Of course, communication is not a one-way street and it is critical that you communicate as well. This can include making it clear that you do not judge them, that you support them, and believe them—often hearing these things explicitly and repeatedly is necessary to cut through the deep layers of shame and long-held silence surrounding childhood trauma. Tell your partner what you want in order to provide better support and to have a better relationship in general.

Remember that you are an active participant in your relationship and have your own needs and express those needs in productive ways. If you find that you are unable to resolve communication difficulties on your own, seeking the guidance of a couples therapist or a childhood trauma treatment program that includes couples therapy can help you open up a healthy dialogue. You should also always bring up concerns about any self-destructive behaviors such as substance abuse or self-harm and encourage them to seek treatment or to discuss these issues with their current treatment provider.

It can be very difficult to not take these things personally and feel rejected, hurt, or embarrassed. In fact, many survivors feel tremendous guilt about the disturbances and limitations they experience because they are well aware of how they impact their partners, yet feel powerless to overcome them. At the same time, survivors may feel frustrated, misunderstood, and even disbelieved if you frame their reactions to trauma as reactions to you; by misidentifying the source of their feelings and behaviors, it can feel as if their experiences are rendered invisible and that their most painful traumatic memories have been reduced to seemingly arbitrary relationship issues.

How Your Childhood Is Messing Up Your Love Life

It is okay to feel frustrated, angry, and sad. Pathologizing authentic and valid concerns can be deeply destructive for both of you and prevent you from addressing problems in meaningful ways. You are not infallible and the fact that your partner struggles with the effects of childhood trauma does not mean that their feelings irrational or necessarily the products of trauma.

Begin Your Recovery Journey. By seeking the help of a therapist or peer support group, you will have a safe space to process your thoughts and feelings in a healthy and productive way. This includes those feelings that may bring up feelings of shame such as anger at your partner, the impulse to disbelieve or minimize, and fears of inadequacy.
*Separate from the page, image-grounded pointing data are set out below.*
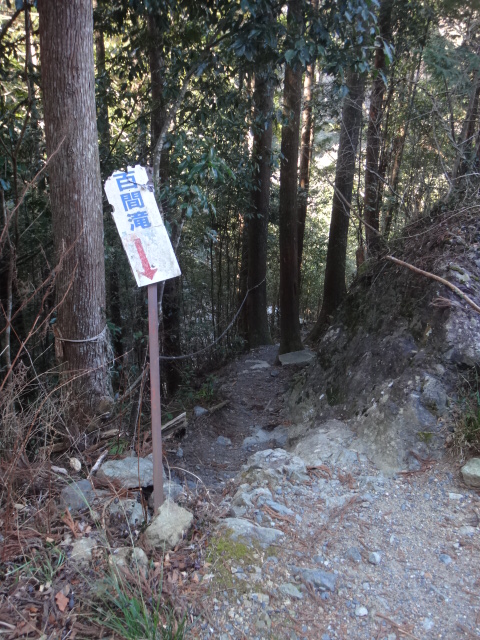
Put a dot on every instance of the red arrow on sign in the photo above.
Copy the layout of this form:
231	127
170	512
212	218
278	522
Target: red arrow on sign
148	272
Verbalizing these feelings and coming to understand that you are not alone in experiencing them can be tremendously relieving.

Discussing these experiences with a trusted clinician and peers who understand what you are going through can help you create meaningful coping strategies, learn how to meet your own needs, and identify healthy boundaries.

  • How Childhood Emotional Neglect Affects Relationships
  • How Childhood Trauma Affects Adult Relationships
  • How Your Childhood Is Messing Up Your Love Life

Taking care of yourself on a day-to-day basis is also an important part of staying stable and resilient through the recovery process. Remember to eat well, sleep well, and exercise. Remember that you are your own person with an identity that is separate from your partner. Remember to nurture your relationships with friends and family and create a solid support network.

Remember to fulfill your own ambitions and work on your own self-development.

dating someone with childhood issues

These are all critical for both your wellness and your ability to be there for your partner.